L’une de mes premières rencontres touchantes avec l’universalité est un film du cinéaste Allemand Rainer Werner Fassbinder, Ali, l’histoire simple d’un amour trivial. Le contexte est théâtral; un bar lugubre fréquenté par des immigrés de fortune, des logis aux décors dépouillés, des personnages noyés dans la routine des classes populaires, où ni l’ennui, ni la joie n’ont de place prépondérante. Dans Ali, la vie semble immuable, tranquille.

Un soir, une femme, la soixantaine, rentre dans le bar, fatiguée et solitaire; elle semble rechercher un moment de quiétude, elle s’installe seule, commande une bière machinalement.

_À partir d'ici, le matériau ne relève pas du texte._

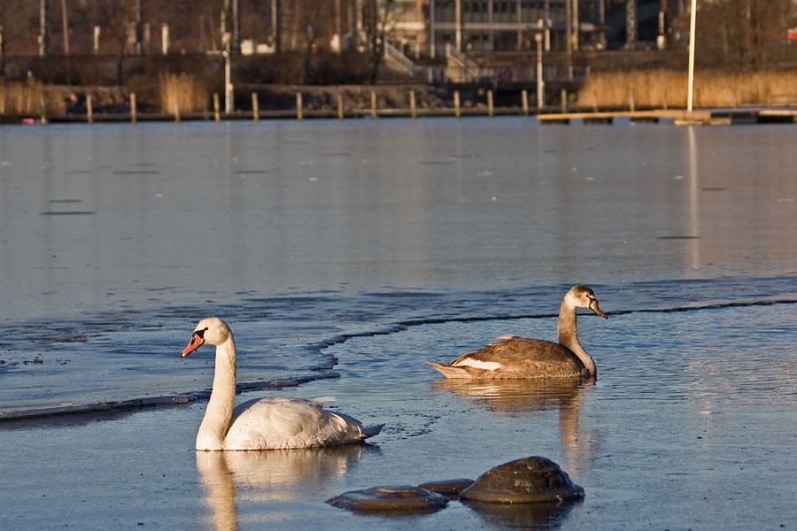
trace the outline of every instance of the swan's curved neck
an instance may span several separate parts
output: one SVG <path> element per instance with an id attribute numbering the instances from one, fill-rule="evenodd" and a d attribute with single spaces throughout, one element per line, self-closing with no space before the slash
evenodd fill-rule
<path id="1" fill-rule="evenodd" d="M 559 342 L 573 351 L 578 359 L 590 372 L 590 376 L 597 376 L 598 369 L 592 357 L 586 353 L 584 347 L 578 342 L 578 335 L 576 330 L 576 306 L 568 302 L 567 297 L 561 301 L 559 308 Z"/>
<path id="2" fill-rule="evenodd" d="M 216 368 L 205 418 L 197 434 L 197 450 L 223 450 L 236 400 L 236 342 L 232 335 L 216 347 Z"/>

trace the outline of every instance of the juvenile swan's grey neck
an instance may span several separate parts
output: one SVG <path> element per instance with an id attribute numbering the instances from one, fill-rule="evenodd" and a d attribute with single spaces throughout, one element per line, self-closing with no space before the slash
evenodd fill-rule
<path id="1" fill-rule="evenodd" d="M 222 450 L 236 399 L 236 342 L 232 334 L 216 347 L 213 389 L 197 433 L 197 448 Z"/>
<path id="2" fill-rule="evenodd" d="M 598 368 L 595 362 L 586 353 L 581 343 L 578 342 L 578 335 L 576 329 L 576 305 L 569 300 L 569 292 L 561 300 L 561 306 L 559 308 L 559 342 L 573 351 L 578 359 L 590 372 L 591 376 L 598 375 Z"/>

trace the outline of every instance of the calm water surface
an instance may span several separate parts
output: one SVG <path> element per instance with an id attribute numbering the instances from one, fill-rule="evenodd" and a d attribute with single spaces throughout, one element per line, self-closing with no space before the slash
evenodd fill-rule
<path id="1" fill-rule="evenodd" d="M 0 421 L 0 527 L 795 528 L 794 137 L 519 118 L 0 128 L 0 411 L 203 391 L 212 350 L 178 353 L 214 314 L 255 389 L 241 400 L 334 395 L 386 425 L 373 446 L 214 456 L 191 450 L 201 399 Z M 596 382 L 452 383 L 423 363 L 554 339 L 574 283 L 609 312 L 579 320 Z M 316 380 L 268 389 L 297 377 Z M 584 500 L 324 504 L 529 455 Z"/>

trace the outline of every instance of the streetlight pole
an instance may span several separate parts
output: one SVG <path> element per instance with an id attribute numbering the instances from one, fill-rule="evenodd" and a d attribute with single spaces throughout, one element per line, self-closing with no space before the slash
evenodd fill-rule
<path id="1" fill-rule="evenodd" d="M 697 17 L 697 0 L 692 0 L 692 12 L 689 16 L 689 87 L 686 89 L 686 112 L 692 112 L 694 96 L 694 26 Z"/>
<path id="2" fill-rule="evenodd" d="M 539 32 L 534 34 L 534 40 L 537 41 L 537 110 L 542 111 L 546 104 L 546 83 L 542 79 L 542 39 L 543 35 Z"/>
<path id="3" fill-rule="evenodd" d="M 232 67 L 229 64 L 231 37 L 232 35 L 229 32 L 224 32 L 222 37 L 224 40 L 224 50 L 221 52 L 221 55 L 224 57 L 224 112 L 228 114 L 233 112 L 232 81 L 230 80 L 232 77 Z"/>

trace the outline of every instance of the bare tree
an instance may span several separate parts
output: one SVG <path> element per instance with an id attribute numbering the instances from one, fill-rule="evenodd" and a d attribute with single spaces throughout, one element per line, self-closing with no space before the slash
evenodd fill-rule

Les choses sont parfois ainsi faites qu’un simple acte, sans portée particulière, peut enclencher un cataclysme qui ébranle les certitudes inculquées par des croyances séculaires. Emmi est allemande, Ali est marocain et jeune. Leurs regards humides se croisent, un dialogue maladroit s’installe, le vocabulaire est spartiate et brut. L’étrange harmonie qui émerge parfois d’univers hétéroclites se concrétise par une danse, tendre déhanchement sur une musique orientale de la merveilleuse Sabah.

Photo tirée du film

Cet instant d’insouciance naturelle, cette parenthèse d’humanité sincère où l’on se laisse aller au confort des sensations primaires, est aussi intense qu’éphémère. Très vite de profondes fissures ébranlent l’édifice fragile de la passion, des détails anodins de la vie courante minent le couple. Sous le poids de l’entourage hostile, ce qui s’apparentait au départ à un conte de fée hors du temps, prend les allures inattendues du dilemme du hérisson de Schopenhauer, les piquants fusent de toute part, l’intimité est envahie par des personnes extérieures, si bien que le film met en place un étrange triangle amoureux: Ali, Emmi, Entourage.

La tragédie de Shakespeare s’invite dans une Allemagne austère des années 70, atteint la vie de gens ordinaires, sans réelles attaches. La famille, les amis, les commerçants agressent le couple, l’ostracisent et introduisent la dimension politique, civilisationnelle dans cette relation qui n’a en apparence aucun impact social. Les failles engendrées par le déferlement de haine finissent par creuser un fossé infranchissable et se répercutent immanquablement sur le quotidien. Les premiers émois purs cèdent la place à l’étouffement et le film a cela de subversif qu’il n’exonère pas Emmi et Ali de leur part de responsabilité. Étrangement, c’est lorsque leur entourage finit par les accepter qu’ils succombent à leurs différences. Le délitement progressif de leur amour est un aveu manifeste de lâcheté et de faiblesse.

Photo tirée du film

Ali est un film de 1974, son titre en français, Tous les autres s’appellent Alia une étrange connotation universelle qui va au-delà du mélodrame classique. Autre lieu, à la même époque, un pays était à l’aube d’un conflit qui allait changer toute la conception du vivre ensemble. Comme dans le film, la "peur dévore l’âme"; comme dans le film des acteurs extérieurs fomentaient les troubles; comme dans le film, le lien social explosait. L’image idyllique de carte postale jaunissait à mesure que la haine répandait ses tentacules et s’enracinait dans les esprits.

Heureusement, les frontières de la haine sont souvent poreuses. À travers de minuscules ouvertures, des signes d’apaisement et des amitiés inconditionnelles apparaissent toujours.

Dans le film de Fassbinder comme au Liban, la voix de Sabah transcende l’obscurantisme de l’intolérance, berce les amoureux et, miracle de la culture, l’hospitalité reprend ses droits avec une pointe de nostalgie amère.

Et si tout cela n’était qu’un cauchemar… place au rêve!